Nasihat ederken kızmamalı hep tatlı söylemelidir...
05/06/2024 Çarşamba Köşe yazarı H.Y
Haram işleyecek
kimseye gizlice nasîhat edilir... Herkese önce gizli, tenhâda nasîhat vermek,
daha tesirli olur...
Vaaz ve nasihat eden kimse, yumuşak ve tatlı söylemeli, kimseye kızmamalıdır. İslâmiyeti anlatırken, kitaptan almayıp da, kendi kafasından çıkarıp, sert, hiddetli vaaz vereni dinlememek de, bunun gadabına sebep olur. Bunun ilâcı, doğruyu, yumuşak ve tatlı söylemektir.
Hazret-i
Hasan ve Hüseyin “radıyallahü
teâlâ anhümâ” çölde gidiyorlardı. Bir ihtiyârın abdest aldığını gördüler.
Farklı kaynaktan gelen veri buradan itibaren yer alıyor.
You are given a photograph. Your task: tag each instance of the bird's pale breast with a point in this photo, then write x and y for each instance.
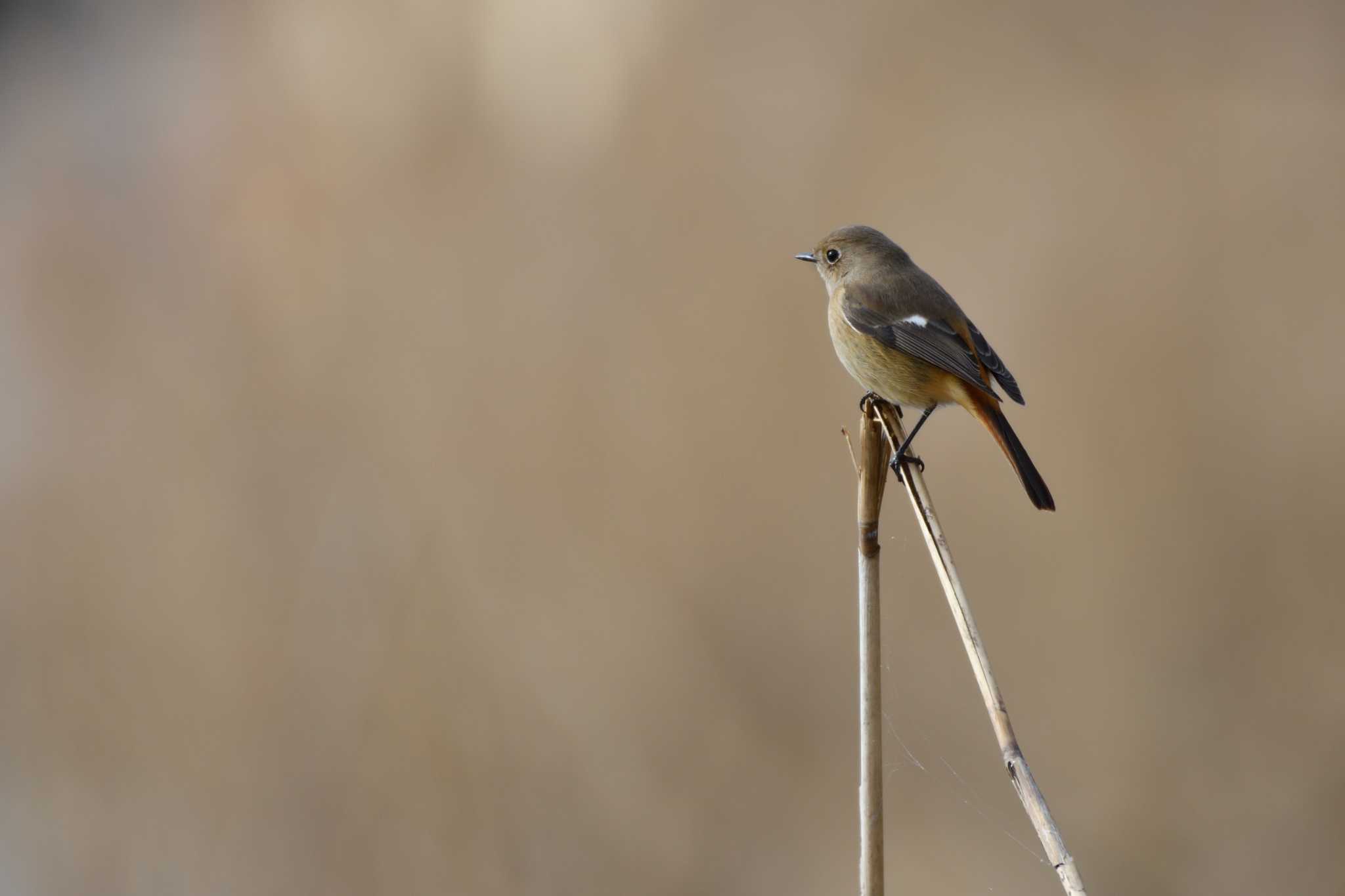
(893, 375)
Abdesti doğru almıyor, şartlarına uymuyordu. Yaşlı olduğu için, böyle abdest
sahîh olmaz demeye sıkıldılar. Yanına giderek, mübârek efendim! Birbirimizden
daha iyi abdest aldığımızı söylüyoruz. Bir abdest alalım. Hangimizin haklı
olduğunu bize bildir, dediler. Önce Hasan, sonra Hüseyin güzel bir abdest
aldılar. İhtiyâr, dikkatle baktı. Evlâdlarım! Abdest almasını şimdi sizden
öğrendim, dedi.
İbrâhîm
aleyhisselâm,
ikiyüz Mecûsîye ziyâfet verdi. Bize ne emredersen yapalım dediler. Sizden bir
dileğim var, buyurdu. O nedir? dediklerinde, benim Rabbime bir kere secde
etmenizi istiyorum dedi. Aralarında konuştular. Bu ihtiyârın ihsânları,
ziyâfetleri meşhûrdur. Bunu kırmayıp, bir secde eder, sonra gidip yine
tanrılarımıza tapınırız. Bir zararı olmaz dediler. Bunlar secdede iken, İbrâhîm
aleyhisselâm, (Yâ Rabbî! Gücümün yettiği bu kadar! Daha fazlasını yaptırmak
elimden gelmiyor. Bunları hidâyete, saâdete kavuşturmak, ancak senin
kudretindedir. Bunlara Müslümânlık nasîb eyle!) dedi. Duası kabûl olup, hepsi
Müslümân oldu.
Haram
işleyecek kimseye gizlice nasîhat edilir. Haram işlemekte olana, tatlılıkla
orada söylenir. Herkese önce gizli, tenhâda nasîhat vermek, daha tesirli olur.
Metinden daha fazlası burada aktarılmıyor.